Ceausescu and his wife were executed by firing squad in 1989 after anti-communist uprisings in Eastern Europe. During his regime, buildings owned by wealthy nobles, businesses, banks etc. were nationalized. Once the government fell, they were returned to the heirs of the original owners and over time, restored.
CEC Palace, headquarters to CEC Bank |
Among the most famous is the CEC Palace, built in 1897, headquarters to the CEC Bank, and now spectacularly lighted at night.
Caru’ cu bere |
We were lucky to snag early dinner reservations at Caru’ cu bere, a brewery opened in 1879, nationalized by the communist state in 1949, and renovated in the 1980s with murals, Gothic decorative details and stained glass windows.
As outstanding as the architecture is, it’s the Romanian people - entrepreneurial, energetic and English- speaking- that have made our stay meaningful.
Vlad and Lorena |
On just our third day in town, we were fortunate to have had dinner with Lorena Duicu and her husband, Vlad, though the Eatwith.com program, a sort of Airbnb for dining. We got acquainted over glasses of their homemade plum brandy, then moved onto grilled eggplant salad, smoked fish, a delicious pork stew simmered in a clay pot, polenta and a homemade plum crumble pie.
It was an evening filled with good conversation about American politics, the war in Ukraine and our mutual love of travel. We were happy to have made a connection like this in a city entirely new to us. Understandably, Romanians were fearful when Russia attacked Ukraine. Kyiv is just 500 miles away. For now, though, life goes on normally in Bucharest which is far away from the fighting.
Anaid of Freetour.com |
Anaid, a guide with Freetour.com, gave us a short history lesson in a two-hour walking tour covering some of the Christian Orthodox churches that survived the communist era. Most impressive was the 18th century Church of the Stavropoleos Monastery where a few nuns still live.
Stavropoleos monastery |
The story of the vamprire Count Dracula, she explained, was inspired by Vlad the Impaler (or Vlad Dracula in Romanian), an important ruler and national hero in the 1400’s. The castle in nearby Transylvania, marketed as Dracula’s castle in Bram Stoker’s novel, actually had little connection to the real Vlad, and there‘s no evidence Stoker ever saw it.
Mici at the Obor Market |
We don‘t eat much meat at home, however, when in Romania…everyone must eat mici, tiny, grilled, skinless pork or lamb sausages, served with a glop of mustard and bread. It's estimated that Romanians eat 440 million annually. You can order them in the fanciest of restaurants, but we went by tram to stand in line with the locals and sample these ($1 each) at Terasa Obor in Bucharest‘s Obor public market.

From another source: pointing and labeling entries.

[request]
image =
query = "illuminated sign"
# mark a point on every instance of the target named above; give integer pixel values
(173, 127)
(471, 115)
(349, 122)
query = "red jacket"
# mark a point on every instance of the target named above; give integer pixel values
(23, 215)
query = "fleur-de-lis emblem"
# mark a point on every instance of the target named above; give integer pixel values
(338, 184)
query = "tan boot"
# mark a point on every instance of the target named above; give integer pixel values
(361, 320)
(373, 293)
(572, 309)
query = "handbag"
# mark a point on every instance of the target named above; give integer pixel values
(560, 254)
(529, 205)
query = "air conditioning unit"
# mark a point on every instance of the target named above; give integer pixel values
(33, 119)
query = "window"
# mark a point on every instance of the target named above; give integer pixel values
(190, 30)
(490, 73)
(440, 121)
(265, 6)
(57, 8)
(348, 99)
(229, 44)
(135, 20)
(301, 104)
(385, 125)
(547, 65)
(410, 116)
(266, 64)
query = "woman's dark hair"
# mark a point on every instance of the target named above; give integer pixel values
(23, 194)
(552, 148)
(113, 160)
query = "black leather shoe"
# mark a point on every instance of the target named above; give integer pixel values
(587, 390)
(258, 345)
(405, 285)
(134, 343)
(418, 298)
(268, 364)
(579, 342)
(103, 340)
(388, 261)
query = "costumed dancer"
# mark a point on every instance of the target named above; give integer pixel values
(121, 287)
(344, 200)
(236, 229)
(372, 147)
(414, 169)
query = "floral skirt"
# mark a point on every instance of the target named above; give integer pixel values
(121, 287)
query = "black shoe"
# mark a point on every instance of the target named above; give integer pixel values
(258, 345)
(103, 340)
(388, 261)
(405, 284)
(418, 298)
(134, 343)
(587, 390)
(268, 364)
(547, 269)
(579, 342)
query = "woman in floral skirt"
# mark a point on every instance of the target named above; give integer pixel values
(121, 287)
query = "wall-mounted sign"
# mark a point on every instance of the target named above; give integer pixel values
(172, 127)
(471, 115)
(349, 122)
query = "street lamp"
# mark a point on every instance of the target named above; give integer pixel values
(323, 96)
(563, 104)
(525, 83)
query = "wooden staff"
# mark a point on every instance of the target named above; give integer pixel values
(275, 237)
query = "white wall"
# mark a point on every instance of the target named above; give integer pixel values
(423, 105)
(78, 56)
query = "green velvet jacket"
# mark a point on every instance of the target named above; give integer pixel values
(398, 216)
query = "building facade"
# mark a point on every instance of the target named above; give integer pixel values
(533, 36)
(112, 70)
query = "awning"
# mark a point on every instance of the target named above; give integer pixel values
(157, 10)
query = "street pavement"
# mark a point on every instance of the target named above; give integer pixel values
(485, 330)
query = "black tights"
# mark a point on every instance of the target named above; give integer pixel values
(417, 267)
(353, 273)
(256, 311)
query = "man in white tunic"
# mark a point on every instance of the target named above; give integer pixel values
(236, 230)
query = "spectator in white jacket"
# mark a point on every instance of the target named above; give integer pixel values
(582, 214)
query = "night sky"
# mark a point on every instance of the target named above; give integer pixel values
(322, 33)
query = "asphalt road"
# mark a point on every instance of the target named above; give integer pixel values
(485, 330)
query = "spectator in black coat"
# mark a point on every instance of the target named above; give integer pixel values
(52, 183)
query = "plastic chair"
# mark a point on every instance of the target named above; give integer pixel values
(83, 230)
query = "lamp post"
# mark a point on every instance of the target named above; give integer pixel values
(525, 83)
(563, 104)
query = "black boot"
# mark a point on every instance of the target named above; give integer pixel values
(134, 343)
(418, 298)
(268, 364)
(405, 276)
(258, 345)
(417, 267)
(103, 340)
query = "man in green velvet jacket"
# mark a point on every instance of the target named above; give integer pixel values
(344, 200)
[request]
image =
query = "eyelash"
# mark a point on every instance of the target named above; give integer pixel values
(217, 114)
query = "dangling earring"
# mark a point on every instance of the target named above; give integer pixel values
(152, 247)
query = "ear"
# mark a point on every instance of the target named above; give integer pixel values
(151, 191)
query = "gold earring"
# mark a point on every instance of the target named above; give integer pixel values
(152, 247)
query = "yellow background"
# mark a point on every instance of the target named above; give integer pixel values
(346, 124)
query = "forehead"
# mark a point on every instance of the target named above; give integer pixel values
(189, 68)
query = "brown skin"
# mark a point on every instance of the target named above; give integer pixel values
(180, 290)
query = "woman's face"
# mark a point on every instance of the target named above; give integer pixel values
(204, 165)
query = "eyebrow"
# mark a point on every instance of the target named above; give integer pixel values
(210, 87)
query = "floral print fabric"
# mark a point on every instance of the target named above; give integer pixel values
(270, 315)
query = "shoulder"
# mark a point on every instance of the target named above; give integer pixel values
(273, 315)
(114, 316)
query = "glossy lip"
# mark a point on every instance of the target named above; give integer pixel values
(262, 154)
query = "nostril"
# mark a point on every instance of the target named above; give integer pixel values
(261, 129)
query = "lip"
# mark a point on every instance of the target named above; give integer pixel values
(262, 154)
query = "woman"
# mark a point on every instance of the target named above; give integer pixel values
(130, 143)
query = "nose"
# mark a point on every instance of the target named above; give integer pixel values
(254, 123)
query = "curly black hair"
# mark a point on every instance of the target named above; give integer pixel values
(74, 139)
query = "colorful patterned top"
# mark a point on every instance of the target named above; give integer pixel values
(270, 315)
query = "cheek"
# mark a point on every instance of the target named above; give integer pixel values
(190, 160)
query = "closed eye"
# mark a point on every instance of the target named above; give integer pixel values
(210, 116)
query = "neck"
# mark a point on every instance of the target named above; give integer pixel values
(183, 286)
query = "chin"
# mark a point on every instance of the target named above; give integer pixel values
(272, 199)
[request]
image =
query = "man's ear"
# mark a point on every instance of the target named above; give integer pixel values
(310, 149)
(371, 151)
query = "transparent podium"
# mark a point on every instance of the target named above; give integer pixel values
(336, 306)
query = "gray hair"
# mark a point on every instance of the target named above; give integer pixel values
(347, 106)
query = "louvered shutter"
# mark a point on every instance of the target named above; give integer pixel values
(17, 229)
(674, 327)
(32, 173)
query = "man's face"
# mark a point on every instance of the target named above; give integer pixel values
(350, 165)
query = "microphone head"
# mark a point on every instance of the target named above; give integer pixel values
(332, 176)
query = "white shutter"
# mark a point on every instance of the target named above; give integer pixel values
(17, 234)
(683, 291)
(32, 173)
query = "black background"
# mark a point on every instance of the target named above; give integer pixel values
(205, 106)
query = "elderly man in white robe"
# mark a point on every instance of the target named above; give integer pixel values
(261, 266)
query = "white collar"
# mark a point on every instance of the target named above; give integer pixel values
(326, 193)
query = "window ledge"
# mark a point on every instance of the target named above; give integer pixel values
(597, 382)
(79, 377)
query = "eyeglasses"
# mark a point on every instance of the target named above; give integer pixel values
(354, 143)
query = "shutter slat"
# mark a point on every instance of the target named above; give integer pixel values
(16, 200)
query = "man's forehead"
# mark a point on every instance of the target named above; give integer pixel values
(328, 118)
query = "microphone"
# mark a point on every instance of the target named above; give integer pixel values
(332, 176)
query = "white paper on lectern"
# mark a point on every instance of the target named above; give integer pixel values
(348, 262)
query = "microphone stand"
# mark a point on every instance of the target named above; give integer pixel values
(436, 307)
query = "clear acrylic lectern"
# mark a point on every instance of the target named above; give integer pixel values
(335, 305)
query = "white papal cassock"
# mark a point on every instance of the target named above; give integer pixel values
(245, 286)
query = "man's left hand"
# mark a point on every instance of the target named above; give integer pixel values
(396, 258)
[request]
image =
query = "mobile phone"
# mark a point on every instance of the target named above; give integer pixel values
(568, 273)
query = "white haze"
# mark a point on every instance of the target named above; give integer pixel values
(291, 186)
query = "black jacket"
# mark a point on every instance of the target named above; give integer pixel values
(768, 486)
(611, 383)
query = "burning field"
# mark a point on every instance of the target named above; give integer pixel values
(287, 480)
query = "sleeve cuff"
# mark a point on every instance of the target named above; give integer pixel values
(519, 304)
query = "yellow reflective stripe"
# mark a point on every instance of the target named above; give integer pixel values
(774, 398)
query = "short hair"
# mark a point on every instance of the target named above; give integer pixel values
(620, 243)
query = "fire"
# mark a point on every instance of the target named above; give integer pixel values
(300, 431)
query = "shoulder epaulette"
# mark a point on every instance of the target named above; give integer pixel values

Lining up for mici at Obor market |
Tom samples a honey cone |
Bucharest has beautiful, family-friendly parks. On our way to tour an open air folk village in Herastrau Park, we watched kids of all ages using small, fold-up scooters do tricks in a skate park while their parents relaxed at a cafe across the street, talking and drinking beer.

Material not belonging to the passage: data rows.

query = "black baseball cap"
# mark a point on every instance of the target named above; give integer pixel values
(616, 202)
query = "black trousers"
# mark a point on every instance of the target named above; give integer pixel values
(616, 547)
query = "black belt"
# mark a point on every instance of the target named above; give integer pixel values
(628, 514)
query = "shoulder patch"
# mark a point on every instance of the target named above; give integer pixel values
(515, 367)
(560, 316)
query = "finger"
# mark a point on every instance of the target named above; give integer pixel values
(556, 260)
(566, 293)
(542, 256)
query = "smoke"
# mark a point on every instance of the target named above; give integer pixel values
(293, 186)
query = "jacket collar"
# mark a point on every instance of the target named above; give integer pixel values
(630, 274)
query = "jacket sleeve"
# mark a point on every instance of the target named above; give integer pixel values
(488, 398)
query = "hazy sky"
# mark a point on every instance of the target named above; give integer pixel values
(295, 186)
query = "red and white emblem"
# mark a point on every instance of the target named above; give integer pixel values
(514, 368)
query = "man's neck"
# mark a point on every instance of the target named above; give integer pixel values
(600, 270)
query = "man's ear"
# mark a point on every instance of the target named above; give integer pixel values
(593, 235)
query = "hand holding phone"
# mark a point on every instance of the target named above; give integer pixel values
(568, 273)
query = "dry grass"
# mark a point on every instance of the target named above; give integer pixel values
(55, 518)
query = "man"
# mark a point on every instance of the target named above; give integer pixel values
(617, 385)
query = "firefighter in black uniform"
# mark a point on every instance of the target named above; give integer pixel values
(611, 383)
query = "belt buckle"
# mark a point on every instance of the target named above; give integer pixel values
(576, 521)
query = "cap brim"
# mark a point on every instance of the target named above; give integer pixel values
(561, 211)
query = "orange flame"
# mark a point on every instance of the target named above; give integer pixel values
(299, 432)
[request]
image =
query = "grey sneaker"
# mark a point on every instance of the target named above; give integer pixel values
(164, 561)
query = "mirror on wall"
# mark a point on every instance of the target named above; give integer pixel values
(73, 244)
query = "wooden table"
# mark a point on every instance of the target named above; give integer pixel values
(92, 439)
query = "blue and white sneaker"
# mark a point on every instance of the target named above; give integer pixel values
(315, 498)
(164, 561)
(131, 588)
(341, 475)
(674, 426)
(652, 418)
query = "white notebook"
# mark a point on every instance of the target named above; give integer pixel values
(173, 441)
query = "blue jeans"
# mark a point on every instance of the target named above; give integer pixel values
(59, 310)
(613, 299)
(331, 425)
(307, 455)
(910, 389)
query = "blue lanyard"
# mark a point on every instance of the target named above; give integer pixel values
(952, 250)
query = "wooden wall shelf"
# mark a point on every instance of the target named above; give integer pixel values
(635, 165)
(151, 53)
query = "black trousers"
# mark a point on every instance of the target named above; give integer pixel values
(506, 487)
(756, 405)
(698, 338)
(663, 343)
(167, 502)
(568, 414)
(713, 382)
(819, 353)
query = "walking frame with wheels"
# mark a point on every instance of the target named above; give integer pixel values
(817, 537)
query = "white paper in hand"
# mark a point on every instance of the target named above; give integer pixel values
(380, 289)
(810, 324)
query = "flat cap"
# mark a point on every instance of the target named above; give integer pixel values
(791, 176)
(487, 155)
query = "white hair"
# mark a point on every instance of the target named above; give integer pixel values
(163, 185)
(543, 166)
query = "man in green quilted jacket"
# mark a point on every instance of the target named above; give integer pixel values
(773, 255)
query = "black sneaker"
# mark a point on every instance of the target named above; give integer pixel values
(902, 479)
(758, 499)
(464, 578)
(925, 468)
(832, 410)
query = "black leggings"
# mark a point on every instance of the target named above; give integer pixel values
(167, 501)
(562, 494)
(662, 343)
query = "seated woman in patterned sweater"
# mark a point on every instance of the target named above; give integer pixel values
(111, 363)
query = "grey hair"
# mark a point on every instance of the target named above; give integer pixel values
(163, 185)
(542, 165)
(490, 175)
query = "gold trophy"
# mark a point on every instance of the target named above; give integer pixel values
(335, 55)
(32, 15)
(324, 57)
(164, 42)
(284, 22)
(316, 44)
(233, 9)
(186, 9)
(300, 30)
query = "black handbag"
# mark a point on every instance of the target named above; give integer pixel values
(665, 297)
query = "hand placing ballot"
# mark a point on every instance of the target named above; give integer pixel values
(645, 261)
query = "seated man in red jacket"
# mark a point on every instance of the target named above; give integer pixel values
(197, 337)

The Dimitrie Gusti National Village Museum takes visitors through what rural Romania looked like a century ago. The man above was dishing out “honey cones,” like ice cream cones, only filled with a rustic mixture of honey, bee pollen and bee’s wax.
Sipping visinata at SIP |
Anaid, our Freetour.com guide, left us with a final tip. “Be sure to try Visinata,” she said, Romania’s signature spirit made with sour cherries. They call it Dracula’s blood.
What a beautiful area! Definitely a hidden gem. Thanks Tom and Carol for the descriptions that show the energy and life of the Romanian people.